Kashmir Hill has continued to report on Clearview AI after breaking the news of its existence early last year. Today, for the New York Times Magazine, she shared an update on the company:
It seemed entirely possible that Clearview AI would be sued, legislated or shamed out of existence. But that didn’t happen. With no federal law prohibiting or even regulating the use of facial recognition, Clearview did not, for the most part, change its practices. Nor did it implode. While it shut down private companies’ accounts, it continued to acquire government customers. Clearview’s most effective sales tool, at first, was a free trial it offered to anyone with a law-enforcement-affiliated email address, along with a low, low price: You could access Clearview AI for as little as $2,000 per year. Most comparable vendors — whose products are not even as extensive — charged six figures. The company later hired a seasoned sales director who raised the price. “Our growth rate is crazy,” Hoan Ton-That, Clearview’s chief executive, said.
Clearview has now raised $17 million and, according to PitchBook, is valued at nearly $109 million. As of January 2020, it had been used by at least 600 law-enforcement agencies; the company says it is now up to 3,100. […]
Any way you cut it, this is disturbing.

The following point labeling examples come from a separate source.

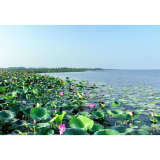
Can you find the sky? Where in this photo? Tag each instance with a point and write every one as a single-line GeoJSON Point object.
{"type": "Point", "coordinates": [107, 46]}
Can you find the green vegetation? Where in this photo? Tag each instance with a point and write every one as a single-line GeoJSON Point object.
{"type": "Point", "coordinates": [41, 105]}
{"type": "Point", "coordinates": [37, 70]}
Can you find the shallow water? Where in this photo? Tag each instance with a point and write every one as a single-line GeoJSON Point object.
{"type": "Point", "coordinates": [120, 78]}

The public’s reaction to news of Clearview’s existence was overwhelmingly negative, but police saw that article as an advertisement.

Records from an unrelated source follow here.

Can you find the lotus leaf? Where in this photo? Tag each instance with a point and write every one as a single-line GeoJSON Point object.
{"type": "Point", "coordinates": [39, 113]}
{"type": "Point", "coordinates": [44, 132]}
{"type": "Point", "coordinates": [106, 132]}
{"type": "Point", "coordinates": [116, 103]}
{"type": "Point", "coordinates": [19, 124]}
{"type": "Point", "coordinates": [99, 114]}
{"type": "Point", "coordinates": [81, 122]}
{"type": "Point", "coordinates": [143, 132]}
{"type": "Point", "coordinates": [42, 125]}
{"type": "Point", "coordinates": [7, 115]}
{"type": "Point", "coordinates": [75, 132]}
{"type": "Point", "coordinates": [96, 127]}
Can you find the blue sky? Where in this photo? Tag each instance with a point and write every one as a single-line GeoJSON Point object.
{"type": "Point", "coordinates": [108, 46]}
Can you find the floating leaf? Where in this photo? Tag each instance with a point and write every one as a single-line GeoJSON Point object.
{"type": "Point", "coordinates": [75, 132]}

Shameless companies will not change from public pressure.
Hill:
Clearview is now fighting 11 lawsuits in the state [Illinois], including the one filed by the A.C.L.U. in state court. In response to the challenges, Clearview quickly removed any photos it determined came from Illinois, based on geographical information embedded in the files it scraped — but if that seemed on the surface like a capitulation, it wasn’t.
Clearview assumes that it can scrape, store, and transform anything in the public realm unless it is certain it would be prohibited from doing so. Data is inherently valuable to the company, so it is incentivized to capture as much as possible.
But that means there is likely a whole bunch of stuff in its systems that it cannot legally use but has no way of knowing that. For example, there are surely plenty of photos taken in Illinois that do not have GPS coordinates in their metadata. Why would any of those be cleared from Clearview’s inventory? Clearview also allows people to request removal from its systems, but there are surely photographs from those people that are not positively matched, so the company has no way of identifying them as part of a removal request.
This is an aside, but that raises an interesting question: if images scraped without legal consent were used to train Clearview’s machine learning models, is it truly possible to remove those illegal images?
If Clearview were even slightly more ethical, it would only scrape the images it has explicit permission to access. I would still disagree with that on its face, but at least it would be done with permission. But this is the perhaps inevitable consequence of the Uber-like fuck your rules philosophy — as Hill writes, it is a “gamble that the rules would successfully be bent in their favor”.
Sadly, that Silicon Valley indifference to legality and ethics will not remain localized. There is no way to know for certain that Clearview has complied with the Privacy Commissioner’s recommendation that the company must delete all collected data on Canadians.
Hill digs into Clearview’s origin story, too, which of course involves Peter Thiel and someone who is even more detestable:
After I broke the news about Clearview AI, BuzzFeed and The Huffington Post reported that Ton-That and his company had ties to the far right and to a notorious conservative provocateur named Charles Johnson. I heard the same about Johnson from multiple sources. So I emailed him. At first, he was hesitant to talk to me, insisting he would do so only off the record, because he was still frustrated about the last time he talked to a New York Times journalist, when the media columnist David Carr profiled him in 2014.
“Provacateur” is an awfully kind description of Johnson, though Hill expands further in the successive paragraphs. Just so we’re clear here, Johnson is a hateful subreddit in human form; a moron attached to a megaphone. Johnson has a lengthy rap sheet of crimes against intelligence, decency, facts, and ethics. He has denied the Holocaust, and did Jacob Wohl’s dumb bit before Wohl was old enough to vote.
Johnson is, apparently, a sort of unofficial cofounder of Clearview, who agreed to talk with Hill apparently because he thought it would rehabilitate his image. Reading between the lines, as of earlier this month he still held shares in a company that seeks to eradicate privacy on a global scale, so I am not sure how that is supposed to make me think more highly of him.
I thought this was amusing:
Johnson believes that giving this superpower only to the police is frightening — that it should be offered to anyone who would use it for good. In his mind, a world without strangers would be a friendlier, nicer world, because all people would be accountable for their actions.
I thought “cancel culture” was a scourge; I guess some fairly terrible people want to automate it.
Let’s not give this “superpower” to anyone.